The toString() method of an array returns a String describing the identity of the array rather than its contents. That's because arrays don't override Object.toString(), whose documentation explains what you're seeing:

The toString method for class Object returns a string consisting of the name of the class of which the object is an instance, the at-sign character `@', and the unsigned hexadecimal representation of the hash code of the object. In other words, this method returns a string equal to the value of:

getClass().getName() + '@' + Integer.toHexString(hashCode())

To get a String representation of an array's contents, you can use Arrays.toString(Object[]).

The String returned by this method consists of each element's toString() representation, in the order they appear in the array and enclosed in square brackets ("[]"). Adjacent elements are separated by a comma and space (", ").

For example, calling this method on your array would result in the following String:

"[Einstein, , Newton, , Copernicus, , Kepler.]"

Note that the double commas and odd spacing are resulting because your array's element Strings already have punctuation and white space in them.
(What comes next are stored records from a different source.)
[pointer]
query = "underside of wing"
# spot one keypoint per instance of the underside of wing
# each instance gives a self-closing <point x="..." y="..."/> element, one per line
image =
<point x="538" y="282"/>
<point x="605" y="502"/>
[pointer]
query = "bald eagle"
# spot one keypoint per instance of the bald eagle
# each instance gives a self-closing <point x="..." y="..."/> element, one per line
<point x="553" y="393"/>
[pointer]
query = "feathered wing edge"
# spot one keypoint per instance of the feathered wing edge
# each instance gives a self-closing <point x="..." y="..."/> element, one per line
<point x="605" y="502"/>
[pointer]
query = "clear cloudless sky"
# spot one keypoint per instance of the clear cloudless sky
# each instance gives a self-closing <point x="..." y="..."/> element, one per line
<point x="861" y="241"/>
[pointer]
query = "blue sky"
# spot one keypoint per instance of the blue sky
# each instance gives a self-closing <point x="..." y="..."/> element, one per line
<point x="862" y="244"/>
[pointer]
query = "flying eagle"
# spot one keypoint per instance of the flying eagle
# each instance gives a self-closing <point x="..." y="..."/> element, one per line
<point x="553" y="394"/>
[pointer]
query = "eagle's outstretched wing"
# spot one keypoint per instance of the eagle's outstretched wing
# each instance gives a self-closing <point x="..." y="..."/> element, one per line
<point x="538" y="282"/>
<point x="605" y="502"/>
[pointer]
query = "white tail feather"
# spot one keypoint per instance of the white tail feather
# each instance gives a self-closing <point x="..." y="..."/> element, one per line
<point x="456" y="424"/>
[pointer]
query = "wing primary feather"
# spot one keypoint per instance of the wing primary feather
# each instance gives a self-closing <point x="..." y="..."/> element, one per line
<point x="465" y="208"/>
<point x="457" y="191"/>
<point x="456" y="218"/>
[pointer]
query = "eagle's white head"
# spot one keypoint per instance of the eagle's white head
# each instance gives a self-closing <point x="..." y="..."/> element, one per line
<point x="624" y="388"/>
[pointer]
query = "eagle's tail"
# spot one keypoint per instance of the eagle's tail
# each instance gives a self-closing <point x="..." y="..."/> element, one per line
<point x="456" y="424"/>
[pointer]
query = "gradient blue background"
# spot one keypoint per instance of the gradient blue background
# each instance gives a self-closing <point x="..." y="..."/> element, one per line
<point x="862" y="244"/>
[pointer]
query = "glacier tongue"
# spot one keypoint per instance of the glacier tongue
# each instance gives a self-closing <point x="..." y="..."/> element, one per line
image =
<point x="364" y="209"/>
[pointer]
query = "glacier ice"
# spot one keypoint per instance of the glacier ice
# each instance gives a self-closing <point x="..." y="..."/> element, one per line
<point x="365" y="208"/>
Removing those:

String [] genius = {"Einstein", "Newton", "Copernicus", "Kepler"};

The method would then return this String:

"[Einstein, Newton, Copernicus, Kepler]"

It's important to notice that using this method doesn't give you any control over the formatting of the resulting String. It's nice for quickly checking the contents of an array, but is limited beyond that purpose. For example, what if you don't want those enclosing square brackets, or want to list each element line-by-line?

At this point you should start to see the value of implementing your own method to output the contents of your array in a way that's specific to your task. As others have suggested, practice this by using a for loop and building the new resulting String that you want to output.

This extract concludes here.